Monday, January 28, 2008

Transnational Fascism

About a year and a half ago I gave some thought to transnationalism, the linking together of people across national lines, often to work against the shortsighted desires of national governments over such issues as human rights, the environment, etc.

I have given the issue some more thought in the wake of the publication of Jonah Goldberg’s Liberal Fascism. The title has provoked widespread derision. I have yet to read it (so many books, so little time), but I think I have heard him defend it enough to raise the red flag (as it were) about a possibility he had perhaps not considered – transnational fascism.

First, what is “fascism,” beyond being one of the most loaded words in political debate? He defines it as “a religion of the state.” I might define it more precisely as the subordination of the individual to the state, so that collectively we may achieve some higher purpose. Almost always that purpose involves moving beyond the hated commercial, bourgeois society. Historically, it has meant pursuing some national (often martial) virtues, and that is how the word is thought of today, as a synonym for “aggressive nationalism.”

But if fascism is in fact the use of the state, perhaps behind a charismatic leader, to move society beyond individual selfishness toward paradise in this world rather than the next, then not only Hitler and Stalin but Lenin, Stalin and even American politicians such as Wilson or FDR or JFK or LBJ can be so described.
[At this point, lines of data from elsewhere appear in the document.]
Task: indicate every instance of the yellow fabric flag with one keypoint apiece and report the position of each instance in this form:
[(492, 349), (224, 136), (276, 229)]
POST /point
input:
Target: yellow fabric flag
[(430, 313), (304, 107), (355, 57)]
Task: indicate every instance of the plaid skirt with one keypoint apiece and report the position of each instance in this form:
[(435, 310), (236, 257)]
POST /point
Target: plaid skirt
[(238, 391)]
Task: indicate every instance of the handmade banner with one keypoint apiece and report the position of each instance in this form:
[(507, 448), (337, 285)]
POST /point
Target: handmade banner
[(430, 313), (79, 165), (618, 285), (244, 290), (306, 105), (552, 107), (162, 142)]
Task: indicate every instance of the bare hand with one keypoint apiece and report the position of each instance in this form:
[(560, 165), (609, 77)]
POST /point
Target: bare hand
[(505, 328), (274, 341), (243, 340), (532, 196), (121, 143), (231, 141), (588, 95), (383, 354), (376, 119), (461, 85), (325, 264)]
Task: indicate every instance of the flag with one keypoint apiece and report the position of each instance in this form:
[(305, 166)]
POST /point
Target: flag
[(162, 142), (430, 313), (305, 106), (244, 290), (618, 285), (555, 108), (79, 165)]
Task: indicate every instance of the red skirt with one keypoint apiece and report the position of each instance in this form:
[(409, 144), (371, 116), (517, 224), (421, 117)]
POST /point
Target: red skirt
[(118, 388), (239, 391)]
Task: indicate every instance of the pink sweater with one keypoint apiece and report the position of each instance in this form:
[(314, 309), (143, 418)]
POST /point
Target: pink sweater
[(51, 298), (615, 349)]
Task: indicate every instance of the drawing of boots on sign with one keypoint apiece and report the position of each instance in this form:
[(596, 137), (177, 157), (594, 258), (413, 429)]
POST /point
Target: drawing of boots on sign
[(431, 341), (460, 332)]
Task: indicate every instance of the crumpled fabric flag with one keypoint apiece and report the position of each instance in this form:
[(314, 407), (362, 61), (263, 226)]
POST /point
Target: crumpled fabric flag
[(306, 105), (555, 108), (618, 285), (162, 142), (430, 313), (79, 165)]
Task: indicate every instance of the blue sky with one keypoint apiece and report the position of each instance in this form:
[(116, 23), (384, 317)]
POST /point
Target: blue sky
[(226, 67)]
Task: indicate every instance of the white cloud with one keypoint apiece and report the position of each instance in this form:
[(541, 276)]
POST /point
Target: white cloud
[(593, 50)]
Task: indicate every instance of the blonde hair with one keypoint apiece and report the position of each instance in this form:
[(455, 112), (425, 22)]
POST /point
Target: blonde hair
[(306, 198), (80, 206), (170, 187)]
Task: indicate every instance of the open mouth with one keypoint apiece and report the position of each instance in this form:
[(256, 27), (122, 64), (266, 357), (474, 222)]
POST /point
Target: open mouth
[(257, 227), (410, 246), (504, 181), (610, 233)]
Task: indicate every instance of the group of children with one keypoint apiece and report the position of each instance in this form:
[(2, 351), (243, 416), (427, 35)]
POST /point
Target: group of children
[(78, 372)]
Of course, there is fascism, and then there is fascism. I find the book’s use of the world ultimately unacceptable, because history has given the word fascism its meaning and its meaning involves not just national glorification but aggressive militarism (which of course would make Wilson eligible, but perhaps not others in the above list). “Ask not what your country can do for you, but what you can do for your country” is simply not, according to how the public actually interprets the word, “fascist.”

Still, tracing the idea's historical origins is useful, because it allows us to focus on this question of suppressing the individual and his dreams to some political leader’s notion of a higher collective purpose. And that kindler, gentler protozoan pre-fascism is likely to emerge not at the national but the transnational level. This at first seems counterintuitive because fascism glorifies the nation-state above all, but that is according to the traditional definition. If we take for the moment (and ultimately I don’t, because here we have to be linguistic descriptivists and take the word as we find it) Mr. Goldberg’s more relaxed definition, fascism doesn’t require flashy military rallies and marches behind eerie artificial symbols in which pictures crowd out thinking, such as the swastika or hammer and sickle. It only requires a transcendent higher purpose that absent collective action is eroded by individual selfishness.

And that is what transnationalism is these days. To take one example, major controls on human freedom to fight global warming are couched not just as morally acceptable but imperative, as tools to fight selfish individualistic excess whose enabling requires a common human response in the name of ethical progress, national and individual self-determination be damned. We are probably not far from the point at which global bureaucratic structures are proposed to limit human behavior. Much of this transnationalization of Golberg-style fascism probably arises from the fact that many of its most important advocates do not believe in the value of their own societies, and actually want them weakened by transnational governance. The best response to this rising threat will require emphasizing the lack of accountability of international organizations run by unaccountable elites, a strategy that has had some payoff in the anger over the EU’s growth, and which always appeals to Americans.



Blogger Joshua said...

On the definition of fascism, IIRC it was George Orwell who observed that in post-WWII Britain the word "fascist" had become merely a synonym for "bully".

Actually that still rings true today. If you favor policies designed to protect your country, its society and/or culture in a way that is the least bit heavy-handed, you can expect the transnational Left to label you a fascist. How's that for an Orwellianism?

12:27 AM  
Blogger Evan said...

I think it is the primary point of Mr. Goldberg's book that fascism is usually translated as enthusiastic patriotism and assertion of the national interest. In fact, it is a big social self-improvement project, where Il Duce or President Wilson is the guru not to be challenged.